Fund Balance Policy
The City maintains adequate levels of fund balance to mitigate current and future risk – a generally accepted accounting principles (GAAP) unassigned fund balance in the general fund that is 15% or higher than the current fiscal year’s GAAP general fund operating expenditures, and a budgetary unassigned fund balance at 10% or higher than budgetary operating expenses.
Budgetary fund balance is the amount of reserves, generated to a considerable degree by annual operating surpluses, which are available for the City to appropriate. The Massachusetts Department of Revenue certifies the amount of budgetary fund balance available and the City only considers an appropriation of fund balance to offset certain fixed costs (pensions, OPEB), or to fund extraordinary and non-recurring events as determined by the City Auditor.

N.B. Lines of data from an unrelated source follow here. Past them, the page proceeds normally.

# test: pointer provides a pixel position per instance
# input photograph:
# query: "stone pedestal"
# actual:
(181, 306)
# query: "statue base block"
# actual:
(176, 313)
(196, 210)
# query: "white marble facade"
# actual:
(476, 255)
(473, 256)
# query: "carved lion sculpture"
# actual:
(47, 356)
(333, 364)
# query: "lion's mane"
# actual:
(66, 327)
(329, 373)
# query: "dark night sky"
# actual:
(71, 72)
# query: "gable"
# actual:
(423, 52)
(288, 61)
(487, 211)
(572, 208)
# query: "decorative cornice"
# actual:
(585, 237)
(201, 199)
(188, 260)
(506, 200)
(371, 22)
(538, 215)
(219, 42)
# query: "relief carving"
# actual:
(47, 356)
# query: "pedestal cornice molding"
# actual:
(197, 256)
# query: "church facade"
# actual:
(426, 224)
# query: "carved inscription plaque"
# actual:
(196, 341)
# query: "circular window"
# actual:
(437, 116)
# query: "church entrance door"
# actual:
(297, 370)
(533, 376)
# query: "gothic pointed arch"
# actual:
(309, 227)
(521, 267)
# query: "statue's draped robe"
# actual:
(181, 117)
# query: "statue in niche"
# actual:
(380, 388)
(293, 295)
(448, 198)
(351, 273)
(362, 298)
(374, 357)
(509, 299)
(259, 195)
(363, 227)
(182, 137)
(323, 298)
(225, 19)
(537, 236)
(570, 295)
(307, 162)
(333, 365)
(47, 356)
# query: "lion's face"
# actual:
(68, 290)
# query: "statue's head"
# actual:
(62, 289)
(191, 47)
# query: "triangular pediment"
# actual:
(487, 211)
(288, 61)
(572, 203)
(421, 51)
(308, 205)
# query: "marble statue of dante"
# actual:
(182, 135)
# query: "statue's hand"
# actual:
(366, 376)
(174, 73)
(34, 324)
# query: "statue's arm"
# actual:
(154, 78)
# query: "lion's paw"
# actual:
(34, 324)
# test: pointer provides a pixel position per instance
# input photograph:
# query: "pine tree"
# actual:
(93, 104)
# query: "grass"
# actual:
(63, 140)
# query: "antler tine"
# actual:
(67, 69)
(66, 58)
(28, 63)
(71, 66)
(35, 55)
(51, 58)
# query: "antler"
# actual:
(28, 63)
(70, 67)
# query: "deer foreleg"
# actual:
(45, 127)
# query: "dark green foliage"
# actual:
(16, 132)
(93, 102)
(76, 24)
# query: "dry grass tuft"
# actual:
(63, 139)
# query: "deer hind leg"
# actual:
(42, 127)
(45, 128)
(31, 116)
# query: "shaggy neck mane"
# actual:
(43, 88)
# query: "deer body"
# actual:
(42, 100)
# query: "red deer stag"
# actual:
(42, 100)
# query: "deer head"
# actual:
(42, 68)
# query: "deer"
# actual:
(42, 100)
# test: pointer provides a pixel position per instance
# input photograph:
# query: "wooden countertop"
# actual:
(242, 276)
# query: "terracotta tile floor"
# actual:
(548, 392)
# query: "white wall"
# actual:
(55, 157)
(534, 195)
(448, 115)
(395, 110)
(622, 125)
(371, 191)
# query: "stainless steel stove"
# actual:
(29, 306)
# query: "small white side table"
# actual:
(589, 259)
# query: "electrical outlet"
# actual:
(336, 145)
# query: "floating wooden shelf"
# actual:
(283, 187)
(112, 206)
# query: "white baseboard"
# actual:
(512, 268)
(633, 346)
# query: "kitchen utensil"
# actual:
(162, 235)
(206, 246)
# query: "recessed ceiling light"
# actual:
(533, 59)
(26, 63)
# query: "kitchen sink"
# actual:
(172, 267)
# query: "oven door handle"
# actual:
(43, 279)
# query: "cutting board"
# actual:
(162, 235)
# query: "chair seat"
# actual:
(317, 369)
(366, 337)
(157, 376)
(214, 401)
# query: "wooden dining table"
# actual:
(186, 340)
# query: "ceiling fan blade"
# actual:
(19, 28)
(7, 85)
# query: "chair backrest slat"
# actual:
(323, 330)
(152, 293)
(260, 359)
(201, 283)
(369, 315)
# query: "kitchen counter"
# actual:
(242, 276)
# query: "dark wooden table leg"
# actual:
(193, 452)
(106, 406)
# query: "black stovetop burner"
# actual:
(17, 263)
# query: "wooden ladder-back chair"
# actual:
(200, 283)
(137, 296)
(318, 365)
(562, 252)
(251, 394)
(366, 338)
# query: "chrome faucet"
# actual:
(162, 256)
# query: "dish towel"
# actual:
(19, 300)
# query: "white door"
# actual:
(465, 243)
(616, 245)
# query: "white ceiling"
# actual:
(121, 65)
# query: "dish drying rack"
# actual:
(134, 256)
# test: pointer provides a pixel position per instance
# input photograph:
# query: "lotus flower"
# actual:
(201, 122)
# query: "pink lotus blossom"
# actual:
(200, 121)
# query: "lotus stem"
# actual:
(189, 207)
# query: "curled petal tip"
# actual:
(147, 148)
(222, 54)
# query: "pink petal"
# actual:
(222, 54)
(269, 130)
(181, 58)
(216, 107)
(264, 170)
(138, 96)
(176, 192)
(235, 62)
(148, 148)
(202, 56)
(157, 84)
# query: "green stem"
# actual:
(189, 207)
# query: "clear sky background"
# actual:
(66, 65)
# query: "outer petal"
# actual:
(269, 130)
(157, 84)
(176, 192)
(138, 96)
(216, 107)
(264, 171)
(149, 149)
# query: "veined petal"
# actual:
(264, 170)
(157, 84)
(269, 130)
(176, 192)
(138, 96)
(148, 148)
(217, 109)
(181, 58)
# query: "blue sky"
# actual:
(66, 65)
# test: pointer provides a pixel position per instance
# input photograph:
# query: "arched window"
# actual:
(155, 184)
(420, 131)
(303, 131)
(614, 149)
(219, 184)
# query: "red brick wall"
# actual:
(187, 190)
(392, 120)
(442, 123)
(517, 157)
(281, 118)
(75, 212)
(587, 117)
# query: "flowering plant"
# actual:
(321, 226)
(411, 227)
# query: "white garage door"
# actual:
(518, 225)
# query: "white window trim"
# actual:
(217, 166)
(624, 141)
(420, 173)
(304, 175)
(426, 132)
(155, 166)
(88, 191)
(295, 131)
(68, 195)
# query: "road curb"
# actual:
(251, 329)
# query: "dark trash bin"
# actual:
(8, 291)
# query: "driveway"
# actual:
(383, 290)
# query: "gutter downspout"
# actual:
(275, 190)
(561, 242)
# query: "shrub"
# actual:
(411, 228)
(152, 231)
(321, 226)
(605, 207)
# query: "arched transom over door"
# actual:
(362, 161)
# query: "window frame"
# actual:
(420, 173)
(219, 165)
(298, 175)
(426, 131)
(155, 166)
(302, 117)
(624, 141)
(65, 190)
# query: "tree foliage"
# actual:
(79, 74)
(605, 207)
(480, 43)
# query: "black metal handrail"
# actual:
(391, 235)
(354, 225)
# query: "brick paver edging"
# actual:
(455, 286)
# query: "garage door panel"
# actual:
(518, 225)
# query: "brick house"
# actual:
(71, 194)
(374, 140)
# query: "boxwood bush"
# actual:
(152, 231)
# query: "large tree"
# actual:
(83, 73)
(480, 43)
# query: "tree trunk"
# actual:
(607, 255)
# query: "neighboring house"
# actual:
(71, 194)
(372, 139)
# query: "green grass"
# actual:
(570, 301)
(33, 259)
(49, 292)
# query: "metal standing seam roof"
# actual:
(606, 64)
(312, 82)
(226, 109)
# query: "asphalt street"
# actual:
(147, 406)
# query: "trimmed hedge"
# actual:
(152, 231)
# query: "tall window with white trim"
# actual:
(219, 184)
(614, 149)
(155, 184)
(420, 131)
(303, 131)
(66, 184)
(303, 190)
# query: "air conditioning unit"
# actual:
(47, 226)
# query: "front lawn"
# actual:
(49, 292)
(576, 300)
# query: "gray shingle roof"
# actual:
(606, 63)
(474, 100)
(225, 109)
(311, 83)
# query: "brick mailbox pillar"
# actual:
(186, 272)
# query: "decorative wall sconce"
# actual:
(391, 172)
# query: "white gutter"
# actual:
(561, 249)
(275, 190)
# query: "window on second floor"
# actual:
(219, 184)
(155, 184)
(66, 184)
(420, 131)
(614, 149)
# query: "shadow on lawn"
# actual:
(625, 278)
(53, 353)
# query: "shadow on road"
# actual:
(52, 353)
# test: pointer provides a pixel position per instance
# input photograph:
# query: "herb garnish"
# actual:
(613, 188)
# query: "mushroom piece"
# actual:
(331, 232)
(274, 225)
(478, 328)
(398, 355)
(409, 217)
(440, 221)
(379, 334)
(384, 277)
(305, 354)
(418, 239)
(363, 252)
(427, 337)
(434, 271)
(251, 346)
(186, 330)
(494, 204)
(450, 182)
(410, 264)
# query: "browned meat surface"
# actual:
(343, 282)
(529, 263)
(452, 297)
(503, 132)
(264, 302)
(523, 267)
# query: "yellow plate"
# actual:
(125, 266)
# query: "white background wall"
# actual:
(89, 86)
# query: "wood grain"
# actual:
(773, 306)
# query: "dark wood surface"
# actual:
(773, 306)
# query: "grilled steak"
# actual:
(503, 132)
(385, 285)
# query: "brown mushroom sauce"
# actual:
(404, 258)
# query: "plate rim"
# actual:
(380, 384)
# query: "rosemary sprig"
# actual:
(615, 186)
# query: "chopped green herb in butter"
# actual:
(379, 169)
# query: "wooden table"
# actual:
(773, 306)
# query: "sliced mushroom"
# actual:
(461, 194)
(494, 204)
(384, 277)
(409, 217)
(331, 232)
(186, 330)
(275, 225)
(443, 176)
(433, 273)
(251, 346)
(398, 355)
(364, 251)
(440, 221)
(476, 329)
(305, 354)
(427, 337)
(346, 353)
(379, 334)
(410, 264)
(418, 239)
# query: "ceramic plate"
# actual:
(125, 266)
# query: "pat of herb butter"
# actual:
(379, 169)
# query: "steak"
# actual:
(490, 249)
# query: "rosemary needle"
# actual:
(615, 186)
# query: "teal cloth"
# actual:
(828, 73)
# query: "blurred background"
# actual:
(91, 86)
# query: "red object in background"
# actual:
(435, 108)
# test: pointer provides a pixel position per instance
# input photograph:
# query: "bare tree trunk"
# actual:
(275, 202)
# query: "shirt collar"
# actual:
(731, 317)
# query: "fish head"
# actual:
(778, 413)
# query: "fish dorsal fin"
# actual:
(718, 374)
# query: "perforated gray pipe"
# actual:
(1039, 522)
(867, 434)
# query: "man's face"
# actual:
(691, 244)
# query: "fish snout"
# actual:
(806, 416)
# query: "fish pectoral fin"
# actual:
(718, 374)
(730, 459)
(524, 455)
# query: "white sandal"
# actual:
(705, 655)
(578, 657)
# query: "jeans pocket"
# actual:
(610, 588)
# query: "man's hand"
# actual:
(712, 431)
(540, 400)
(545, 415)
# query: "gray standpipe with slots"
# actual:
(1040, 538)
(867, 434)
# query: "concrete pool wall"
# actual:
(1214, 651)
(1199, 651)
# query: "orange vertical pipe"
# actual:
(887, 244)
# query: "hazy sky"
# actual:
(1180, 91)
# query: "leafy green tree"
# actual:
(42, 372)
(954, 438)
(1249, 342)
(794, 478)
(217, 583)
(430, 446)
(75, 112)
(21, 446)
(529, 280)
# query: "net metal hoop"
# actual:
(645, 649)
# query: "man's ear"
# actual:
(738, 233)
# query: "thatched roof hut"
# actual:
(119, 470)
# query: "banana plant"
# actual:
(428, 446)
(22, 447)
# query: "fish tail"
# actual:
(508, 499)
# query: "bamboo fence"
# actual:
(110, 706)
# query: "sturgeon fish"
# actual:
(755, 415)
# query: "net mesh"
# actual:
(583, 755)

Defined in Ch.643 of the Acts of 1983 (“The City of Boston Bond and Minibond Procedure Act”), Ch.107 of the Acts of 1991, and MGL Ch.44 of the General Laws, are investment policies that prioritize security, liquidity, and yield. Limitations are also placed on the City’s investment activities and operational protocols to ensure sound, timely, and safe investment decisions. The City limits its investments to repurchase agreements, money markets, and certificates of deposit as a matter of practice, collateralized by U.S. Government obligations and held with a third party.
Debt issuance is evaluated for its effect on statutory debt capacity and cash flow. Conservative debt policies include the rapid repayment of debt, where at least 40% of debt is repaid within 5 years and 70% in 10 years, as well as a 7% ceiling on debt service as a percentage of general fund expenditures.
The City imposes a 20% ceiling on variable debt and has no variable debt outstanding. Lease purchase financing of equipment with a three-to-seven year useful life is used to replace front-line equipment and upgrade technology.
A capital planning process aligned with the annual operating budget cycle allows for the regular reassessment of capital needs, the refinement of projections, and the update of the City’s rolling five-year capital plan. The City prioritizes capital requests and takes into account the financial requirements and timing of these requests in order to recommend the responsible allocation of resources.
The City primarily funds its capital plan through the issuance of general obligation bonds. The size of the City’s bond issue is consistent with the City’s financial management policies debt level and debt service.